Factor analysis of the performance was conducted to ensure that each item is loaded into their respective factors. Nearly half of the items in revised NEO personality inventory are reverse scored, this means that the lower scores point more to the trait that is being questioned. In the construction, 500 women and 500 men were involved. The creation of the revised NEO personality inventory ensured test-retest reliability and internal consistency (Kurtz & Parrish, 2001).
According to information about the test construction of both MMPI and NEO personality inventory, I think that the NEO personality inventory has more validity than its counterpart. This is because studies done using NEO personality inventory have shown that it is convergently and discriminatively valid. These studies were mostly carried out by McCrae and Costa to illustrate this and information was compiled from studies done among college students and teachers in Spain.

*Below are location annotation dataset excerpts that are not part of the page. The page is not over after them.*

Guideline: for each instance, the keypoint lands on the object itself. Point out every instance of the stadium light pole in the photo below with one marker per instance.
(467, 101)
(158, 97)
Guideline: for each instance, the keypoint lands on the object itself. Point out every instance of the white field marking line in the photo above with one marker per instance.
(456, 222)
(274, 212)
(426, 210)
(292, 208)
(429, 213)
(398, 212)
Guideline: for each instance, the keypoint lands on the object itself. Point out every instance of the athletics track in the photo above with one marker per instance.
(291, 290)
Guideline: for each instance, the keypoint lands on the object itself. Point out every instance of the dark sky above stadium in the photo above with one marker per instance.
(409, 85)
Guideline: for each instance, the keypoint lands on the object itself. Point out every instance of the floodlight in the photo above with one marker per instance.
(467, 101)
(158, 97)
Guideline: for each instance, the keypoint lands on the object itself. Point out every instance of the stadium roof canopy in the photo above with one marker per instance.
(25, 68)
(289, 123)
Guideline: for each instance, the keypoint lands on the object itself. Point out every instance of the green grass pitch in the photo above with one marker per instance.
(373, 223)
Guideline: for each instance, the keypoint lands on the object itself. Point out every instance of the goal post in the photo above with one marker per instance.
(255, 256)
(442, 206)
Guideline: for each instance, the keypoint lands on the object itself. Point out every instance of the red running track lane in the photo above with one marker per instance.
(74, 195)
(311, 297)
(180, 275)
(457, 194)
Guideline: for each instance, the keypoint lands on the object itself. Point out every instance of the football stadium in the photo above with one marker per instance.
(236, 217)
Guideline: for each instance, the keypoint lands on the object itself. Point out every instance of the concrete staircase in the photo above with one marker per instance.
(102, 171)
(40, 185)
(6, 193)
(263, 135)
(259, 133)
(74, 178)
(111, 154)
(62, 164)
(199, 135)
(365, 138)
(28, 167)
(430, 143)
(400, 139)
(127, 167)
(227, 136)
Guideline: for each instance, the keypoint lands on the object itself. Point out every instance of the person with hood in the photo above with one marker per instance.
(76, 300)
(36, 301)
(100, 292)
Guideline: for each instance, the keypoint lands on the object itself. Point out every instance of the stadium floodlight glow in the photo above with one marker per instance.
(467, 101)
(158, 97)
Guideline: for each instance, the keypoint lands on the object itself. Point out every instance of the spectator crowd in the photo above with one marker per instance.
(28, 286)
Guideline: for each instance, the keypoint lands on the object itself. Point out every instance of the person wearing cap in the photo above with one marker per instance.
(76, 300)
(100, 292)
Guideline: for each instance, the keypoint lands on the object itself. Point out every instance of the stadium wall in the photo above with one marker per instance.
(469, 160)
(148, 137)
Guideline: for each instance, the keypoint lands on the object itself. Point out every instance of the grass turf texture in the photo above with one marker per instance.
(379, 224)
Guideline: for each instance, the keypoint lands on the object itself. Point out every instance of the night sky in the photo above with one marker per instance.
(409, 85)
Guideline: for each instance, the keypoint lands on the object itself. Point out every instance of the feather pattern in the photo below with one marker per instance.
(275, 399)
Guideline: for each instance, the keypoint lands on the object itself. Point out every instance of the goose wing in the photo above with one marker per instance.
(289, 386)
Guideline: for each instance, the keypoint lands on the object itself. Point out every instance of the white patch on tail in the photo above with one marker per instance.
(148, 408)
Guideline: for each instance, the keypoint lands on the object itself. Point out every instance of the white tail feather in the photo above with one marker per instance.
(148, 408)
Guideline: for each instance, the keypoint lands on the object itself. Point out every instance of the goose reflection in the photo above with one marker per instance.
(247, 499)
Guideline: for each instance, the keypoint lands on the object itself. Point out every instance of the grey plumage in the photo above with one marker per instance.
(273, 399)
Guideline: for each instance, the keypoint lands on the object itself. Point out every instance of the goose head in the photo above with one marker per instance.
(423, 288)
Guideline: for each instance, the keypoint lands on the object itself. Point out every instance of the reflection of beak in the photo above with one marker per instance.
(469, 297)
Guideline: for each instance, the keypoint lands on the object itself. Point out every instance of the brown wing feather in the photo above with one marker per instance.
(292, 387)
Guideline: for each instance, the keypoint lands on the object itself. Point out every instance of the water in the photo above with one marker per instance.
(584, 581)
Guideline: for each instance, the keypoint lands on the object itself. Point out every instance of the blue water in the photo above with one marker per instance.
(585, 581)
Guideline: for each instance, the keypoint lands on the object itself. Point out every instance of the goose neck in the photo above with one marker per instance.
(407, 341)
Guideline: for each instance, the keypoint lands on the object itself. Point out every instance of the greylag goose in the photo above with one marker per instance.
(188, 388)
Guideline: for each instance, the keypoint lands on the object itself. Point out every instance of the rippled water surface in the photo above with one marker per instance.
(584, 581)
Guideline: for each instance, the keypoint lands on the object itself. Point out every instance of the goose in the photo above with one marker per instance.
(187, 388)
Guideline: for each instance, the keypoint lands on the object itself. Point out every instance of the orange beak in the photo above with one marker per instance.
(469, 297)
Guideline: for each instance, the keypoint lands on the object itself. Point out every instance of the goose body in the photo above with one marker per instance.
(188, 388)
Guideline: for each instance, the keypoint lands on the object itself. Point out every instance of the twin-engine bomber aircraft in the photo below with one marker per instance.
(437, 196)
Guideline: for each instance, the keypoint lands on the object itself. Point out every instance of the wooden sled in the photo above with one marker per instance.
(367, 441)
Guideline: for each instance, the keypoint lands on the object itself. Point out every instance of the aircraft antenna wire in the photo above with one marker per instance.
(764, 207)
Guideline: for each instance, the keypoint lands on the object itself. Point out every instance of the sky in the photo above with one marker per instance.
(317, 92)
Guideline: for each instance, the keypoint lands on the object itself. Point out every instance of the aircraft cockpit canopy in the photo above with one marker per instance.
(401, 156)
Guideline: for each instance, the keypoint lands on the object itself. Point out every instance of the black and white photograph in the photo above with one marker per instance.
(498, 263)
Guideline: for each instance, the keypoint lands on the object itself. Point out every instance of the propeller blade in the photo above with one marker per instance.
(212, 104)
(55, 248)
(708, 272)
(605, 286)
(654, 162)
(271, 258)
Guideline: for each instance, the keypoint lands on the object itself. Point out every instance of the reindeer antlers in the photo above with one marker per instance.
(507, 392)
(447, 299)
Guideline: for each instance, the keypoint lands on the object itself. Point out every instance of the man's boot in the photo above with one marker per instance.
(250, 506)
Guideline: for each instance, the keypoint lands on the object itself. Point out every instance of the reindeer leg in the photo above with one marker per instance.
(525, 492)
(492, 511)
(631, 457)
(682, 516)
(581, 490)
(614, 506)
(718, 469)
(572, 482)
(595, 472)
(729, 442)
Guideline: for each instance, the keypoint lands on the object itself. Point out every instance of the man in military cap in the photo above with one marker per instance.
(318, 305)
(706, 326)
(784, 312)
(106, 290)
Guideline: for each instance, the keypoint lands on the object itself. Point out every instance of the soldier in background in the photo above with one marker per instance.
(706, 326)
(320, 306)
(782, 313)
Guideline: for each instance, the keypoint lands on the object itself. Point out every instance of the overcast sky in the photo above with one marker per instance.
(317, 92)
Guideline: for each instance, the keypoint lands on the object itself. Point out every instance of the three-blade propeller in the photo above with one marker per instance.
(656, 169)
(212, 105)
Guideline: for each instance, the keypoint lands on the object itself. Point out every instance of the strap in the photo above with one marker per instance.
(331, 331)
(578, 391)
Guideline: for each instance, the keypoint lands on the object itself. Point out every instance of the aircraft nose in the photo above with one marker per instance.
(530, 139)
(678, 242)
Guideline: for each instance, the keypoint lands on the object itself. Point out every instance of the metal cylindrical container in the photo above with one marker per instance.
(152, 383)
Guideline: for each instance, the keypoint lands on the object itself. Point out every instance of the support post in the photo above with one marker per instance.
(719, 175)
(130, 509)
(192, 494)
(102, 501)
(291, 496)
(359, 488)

It was found that there was concurrent validity was high which correlated with the test and other self report measures. It also has high construct validity; this correlates the five main areas to well being, health, and self esteem. In these studies, the validity of NEO personality inventory was clearly demonstrated (McCrae et al., 2005).
Ben-Porath, Y. S., & Tellegen, A. (2008). MMPI-2-RF (Minnesota Multiphasic Personality Inventory-2 Restructured Form): Manual for administration, scoring, and interpretation. Minneapolis: University of Minnesota Press.
Kurtz, J. E., & Parrish, C. L. (2001). Semantic response consistency and protocol validity in structured personality assessment: The case of the NEO PI-R. Journal of Personality Assessment, 76, 315-332.
McCrae, R. R., Costa, P. T., & Martin, T. A. (2005). The NEO-PI-3: A more readable revised NEO personality inventory. Journal of Personality Assessment, 84(3), 261-270.
Sellbom, M., & Ben-Porath, Y. S. (2005). Mapping the MMPI-2 Restructured Clinical (RC) Scales onto normal personality traits: Evidence of construct validity. Journal of Personality Assessment, 85, 179-187.